La Galleria de' Bonis di Reggio Emilia (Viale dei Mille, 44/D) presenta, dal 16 maggio al 15 giugno 2024, una collettiva di ricerca dal titolo “Una forza che crea uno sguardo, uno sguardo che crea una forza. La visione dell'Artista nella pittura italiana del Novecento”. L'inaugurazione si terrà giovedì 16 maggio con orario 18.00-20.30.
La mostra raccoglie una ventina di opere di grandi nomi del Novecento figurativo italiano: Renato Birolli, Antonio Bueno, Carlo Carrà, Bruno Cassinari, Giovanni Frangi, Renato Guttuso, Antonio Ligabue, Alberto Manfredi, Zoran Music, Fausto Pirandello, Aligi Sassu, Mario Schifano, Tino Stefanoni e Orfeo Tamburi.
«Seguendo il filo conduttore che corre fra opere eterogenee – spiegano i galleristi Stanislao de' Bonis e Margherita Fontanesi – l'esposizione ci racconta qualcosa di profondo sugli artisti, sull'Arte e persino su noi stessi. Negli occhi dipinti dei ritratti possiamo trovare anche lo sguardo dell'artista? E negli autoritratti, quanto c'è dell'anima del pittore? E nei Paesaggi? Vediamo la realtà attraverso i nostri occhi o attraverso quelli dell'autore? Questa mostra cerca di rintracciare il mondo interiore di alcuni celebri pittori attraverso il loro sguardo».
Nel vedere di un artista non sono coinvolti solo i suoi occhi, ma anche la sua sensibilità, il suo contesto socio-culturale, l'epoca storica in cui vive e il suo percorso personale. Tutti elementi che concorrono a creare quello che si definisce “lo sguardo interiore”: il motore che dà vita alle opere d'arte.
Cosa ci vuole dire l'artista attraverso ciò che vede? Come cerca di entrare in connessione con noi? Come inizia il nostro dialogo con lui? Dalle pareti della galleria lo spettatore sarà osservato da ritratti e autoritratti, ma si troverà di fronte anche a paesaggi e a nature morte che lo inviteranno a guardare il mondo con gli occhi dell'artista.
Spesso gli artisti dipingono occhi vuoti, appena accennati o addirittura chiusi. Lungi dall'essere un elemento di incomunicabilità, questi sguardi assenti ci dicono tantissimo di chi li ha dipinti. Talvolta sondano profondità dell'anima che uno sguardo diretto e limpido non avrebbe saputo raggiungere.
Quando poi i nostri occhi incrociano uno sguardo dipinto scatta sempre qualcosa: si apre un canale di comunicazione e di introspezione e finiamo per capire qualcosa di noi, come se ci guardassimo allo specchio.
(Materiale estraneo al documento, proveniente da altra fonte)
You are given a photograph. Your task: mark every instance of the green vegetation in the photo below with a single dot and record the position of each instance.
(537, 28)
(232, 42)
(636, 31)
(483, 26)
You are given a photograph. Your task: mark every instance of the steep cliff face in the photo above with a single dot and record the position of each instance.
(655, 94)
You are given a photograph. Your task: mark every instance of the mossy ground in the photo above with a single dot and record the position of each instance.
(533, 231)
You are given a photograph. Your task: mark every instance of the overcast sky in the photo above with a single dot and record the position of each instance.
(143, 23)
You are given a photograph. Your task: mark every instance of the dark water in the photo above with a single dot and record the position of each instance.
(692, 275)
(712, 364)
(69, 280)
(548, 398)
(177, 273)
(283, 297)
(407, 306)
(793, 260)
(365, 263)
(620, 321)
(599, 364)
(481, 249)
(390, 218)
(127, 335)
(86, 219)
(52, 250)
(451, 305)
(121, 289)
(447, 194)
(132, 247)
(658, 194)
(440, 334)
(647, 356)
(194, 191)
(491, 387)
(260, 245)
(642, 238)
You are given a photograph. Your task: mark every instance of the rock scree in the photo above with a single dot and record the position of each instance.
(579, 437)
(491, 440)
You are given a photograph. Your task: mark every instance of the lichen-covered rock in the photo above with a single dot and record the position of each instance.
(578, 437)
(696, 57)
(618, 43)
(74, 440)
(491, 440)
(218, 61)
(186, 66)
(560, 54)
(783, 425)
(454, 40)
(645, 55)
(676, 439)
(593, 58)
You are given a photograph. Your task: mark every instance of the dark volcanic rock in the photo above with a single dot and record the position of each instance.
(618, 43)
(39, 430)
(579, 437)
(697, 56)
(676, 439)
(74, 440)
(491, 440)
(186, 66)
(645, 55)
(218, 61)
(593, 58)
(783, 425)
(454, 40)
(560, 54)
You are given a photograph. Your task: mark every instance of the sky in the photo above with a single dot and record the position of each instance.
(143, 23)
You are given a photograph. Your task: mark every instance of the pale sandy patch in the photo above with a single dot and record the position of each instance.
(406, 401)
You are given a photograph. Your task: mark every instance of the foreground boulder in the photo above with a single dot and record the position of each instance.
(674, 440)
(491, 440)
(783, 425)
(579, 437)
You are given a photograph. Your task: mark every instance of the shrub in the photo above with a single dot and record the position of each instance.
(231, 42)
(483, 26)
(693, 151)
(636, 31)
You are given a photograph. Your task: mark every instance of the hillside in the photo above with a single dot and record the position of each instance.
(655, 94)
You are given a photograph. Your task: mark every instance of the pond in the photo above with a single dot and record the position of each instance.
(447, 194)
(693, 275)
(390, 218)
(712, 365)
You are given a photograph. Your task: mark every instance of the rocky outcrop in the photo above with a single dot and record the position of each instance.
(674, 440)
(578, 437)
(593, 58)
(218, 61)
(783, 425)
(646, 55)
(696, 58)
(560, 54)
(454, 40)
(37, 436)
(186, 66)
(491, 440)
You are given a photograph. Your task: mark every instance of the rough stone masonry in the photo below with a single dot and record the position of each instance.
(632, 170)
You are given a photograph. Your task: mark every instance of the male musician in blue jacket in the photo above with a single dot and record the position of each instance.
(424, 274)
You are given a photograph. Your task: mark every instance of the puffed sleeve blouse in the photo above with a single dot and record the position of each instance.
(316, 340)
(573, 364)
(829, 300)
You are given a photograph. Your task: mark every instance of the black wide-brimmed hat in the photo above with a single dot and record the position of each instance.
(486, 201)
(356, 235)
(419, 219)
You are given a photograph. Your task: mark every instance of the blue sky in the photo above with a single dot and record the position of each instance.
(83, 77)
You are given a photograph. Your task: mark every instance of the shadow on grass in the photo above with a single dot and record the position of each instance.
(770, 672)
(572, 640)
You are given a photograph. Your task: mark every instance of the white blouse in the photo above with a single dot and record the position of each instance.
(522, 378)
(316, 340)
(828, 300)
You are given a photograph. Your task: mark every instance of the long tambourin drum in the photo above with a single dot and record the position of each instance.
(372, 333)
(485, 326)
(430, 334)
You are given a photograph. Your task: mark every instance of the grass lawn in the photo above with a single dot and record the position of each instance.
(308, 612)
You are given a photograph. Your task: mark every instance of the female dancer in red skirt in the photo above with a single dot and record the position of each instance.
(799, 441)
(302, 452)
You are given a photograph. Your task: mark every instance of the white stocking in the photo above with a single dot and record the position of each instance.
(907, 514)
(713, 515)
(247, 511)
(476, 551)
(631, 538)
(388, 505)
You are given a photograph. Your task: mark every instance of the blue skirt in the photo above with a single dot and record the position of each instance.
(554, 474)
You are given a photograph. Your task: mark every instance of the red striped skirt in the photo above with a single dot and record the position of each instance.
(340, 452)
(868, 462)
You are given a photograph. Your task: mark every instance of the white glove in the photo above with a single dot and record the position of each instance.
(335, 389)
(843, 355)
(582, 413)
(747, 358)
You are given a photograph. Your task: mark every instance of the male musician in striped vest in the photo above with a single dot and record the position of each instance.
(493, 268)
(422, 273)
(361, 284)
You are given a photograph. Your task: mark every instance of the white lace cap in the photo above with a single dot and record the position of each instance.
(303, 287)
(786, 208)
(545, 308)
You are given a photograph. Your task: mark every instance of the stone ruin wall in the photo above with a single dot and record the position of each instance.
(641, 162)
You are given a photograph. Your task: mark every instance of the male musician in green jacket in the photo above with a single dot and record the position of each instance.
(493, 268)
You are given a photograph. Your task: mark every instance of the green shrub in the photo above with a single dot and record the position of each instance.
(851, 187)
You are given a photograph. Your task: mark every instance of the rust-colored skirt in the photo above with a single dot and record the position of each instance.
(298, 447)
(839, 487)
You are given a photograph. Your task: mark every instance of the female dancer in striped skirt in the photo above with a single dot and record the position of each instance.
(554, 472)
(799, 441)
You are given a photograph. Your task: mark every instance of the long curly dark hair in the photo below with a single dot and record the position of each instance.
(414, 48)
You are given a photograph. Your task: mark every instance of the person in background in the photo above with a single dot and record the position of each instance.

La mostra, però, non si limita a una rassegna di ritratti, fa un passo oltre, con un espediente quasi cinematografico: accanto ai volti dipinti si trovano anche paesaggi che ci invitano a fare un passaggio dall'interiore all'esteriore: il pubblico è posto di fronte a ciò che guarda l'artista e i due sguardi finiscono per sovrapporsi.
L'esposizione invita il pubblico a mettersi nei panni dell'artista, ad assumere il suo sguardo, a cambiare prospettiva e quindi a vivere l'arte con uno sguardo altro.